SiGe growth kinetics and doping in reduced pressure-chemical vapor deposition

Abstract

Using a reduced pressure-chemical vapor deposition cluster tool, we have studied the growth kinetics of Si and SiGe and the n-type and p-type doping of Si with both silane and dichlorosilane chemistries. As far as Si is concerned, a conventional behavior is found for both gases, i.e. a low-temperature region where the Si growth rate is limited by the desorption of the H atoms from the growing surface (activation energy equal to 47 kcal/mol), and a high-temperature region, where the Si growth rate is mainly piloted by the incoming flow of SiH 4 or SiH 2Cl 2 (activation energy of 4 kcal/mol).
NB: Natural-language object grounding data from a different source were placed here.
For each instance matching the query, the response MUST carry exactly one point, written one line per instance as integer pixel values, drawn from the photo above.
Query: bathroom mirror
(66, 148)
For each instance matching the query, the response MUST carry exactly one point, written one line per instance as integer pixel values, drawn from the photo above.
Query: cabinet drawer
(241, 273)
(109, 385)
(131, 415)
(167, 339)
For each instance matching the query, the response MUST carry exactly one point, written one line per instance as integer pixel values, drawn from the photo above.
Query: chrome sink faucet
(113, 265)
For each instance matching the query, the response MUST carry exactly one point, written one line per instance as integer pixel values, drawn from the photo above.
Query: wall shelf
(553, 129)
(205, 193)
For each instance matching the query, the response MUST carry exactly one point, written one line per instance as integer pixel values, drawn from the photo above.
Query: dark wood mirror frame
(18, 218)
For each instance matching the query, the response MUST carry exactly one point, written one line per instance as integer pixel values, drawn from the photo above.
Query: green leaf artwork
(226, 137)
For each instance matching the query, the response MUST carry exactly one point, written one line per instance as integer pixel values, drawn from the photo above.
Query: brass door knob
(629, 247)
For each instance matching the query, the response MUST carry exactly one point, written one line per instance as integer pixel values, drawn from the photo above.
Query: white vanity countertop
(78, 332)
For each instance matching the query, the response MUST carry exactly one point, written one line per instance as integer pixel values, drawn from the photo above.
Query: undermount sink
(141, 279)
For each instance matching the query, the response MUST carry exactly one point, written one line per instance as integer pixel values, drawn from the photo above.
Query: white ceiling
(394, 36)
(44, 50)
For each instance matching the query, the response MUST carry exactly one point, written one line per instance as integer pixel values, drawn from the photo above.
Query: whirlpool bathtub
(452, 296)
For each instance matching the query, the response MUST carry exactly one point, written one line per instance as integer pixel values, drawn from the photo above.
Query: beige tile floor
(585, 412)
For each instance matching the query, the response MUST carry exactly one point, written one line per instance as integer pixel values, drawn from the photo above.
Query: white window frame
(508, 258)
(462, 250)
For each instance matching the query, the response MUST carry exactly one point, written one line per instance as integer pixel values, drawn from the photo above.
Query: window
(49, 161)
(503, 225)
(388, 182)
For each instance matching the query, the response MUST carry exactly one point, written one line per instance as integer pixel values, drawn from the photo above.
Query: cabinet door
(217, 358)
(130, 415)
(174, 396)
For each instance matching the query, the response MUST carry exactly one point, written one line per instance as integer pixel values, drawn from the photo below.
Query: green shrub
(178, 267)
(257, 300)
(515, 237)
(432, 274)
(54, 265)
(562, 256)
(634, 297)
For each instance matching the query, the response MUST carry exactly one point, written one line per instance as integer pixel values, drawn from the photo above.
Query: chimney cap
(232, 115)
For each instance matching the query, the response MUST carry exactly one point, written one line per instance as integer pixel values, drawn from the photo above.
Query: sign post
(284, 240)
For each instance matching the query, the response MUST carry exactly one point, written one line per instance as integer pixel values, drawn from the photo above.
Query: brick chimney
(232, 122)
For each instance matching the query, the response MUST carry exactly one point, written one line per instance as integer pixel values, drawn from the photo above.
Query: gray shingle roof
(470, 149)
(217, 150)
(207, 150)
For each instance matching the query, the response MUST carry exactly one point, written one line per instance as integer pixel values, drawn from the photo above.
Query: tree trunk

The incorporation of B in Si is linear with the B 2H 6 flow (p-type doping of Si), achievable with an overall 9×10 16–4×10 19 cm −3 B ions concentration range. There is a sub-linear dependency of the P incorporation into Si with the PH 3 flow (n-type doping of Si). A 2×10 16–9×10 18 cm −3 P ions concentration range can be reached with both silicon gas sources. The growth rate of boron-doped Si is virtually unaffected by increasing B 2H 6 flow. Meanwhile, the growth rate of phosphorous-doped Si steadily drops when the PH 3 flow is increased. As far as the SiH 4+GeH 4 chemistry is concerned, the Ge concentration x in the SiGe film obeys at 650°C the following law as a function of the F(GeH 4)/F(SiH 4) mass flow ratio: x/(1− x)=2.7(F(GeH 4)/F(SiH 4)). For the SiH 2Cl 2+GeH 4 chemistry, x is linked at 750°C to the F(GeH 4)/F(SiH 2Cl 2) mass flow ratio through the following relationship: x 2/(1− x)=0.55(F(GeH 4)/F(SiH 2Cl 2)). The SiGe growth rate increases strongly with an increasing GeH 4 flow, with no apparent influence of the actual SiH 4 or SiH 2Cl 2 flow. This is attributed to an increased hydrogen desorption caused by the presence of Ge atoms on the growing surface that frees nucleation sites for the incoming Ge and Si atoms.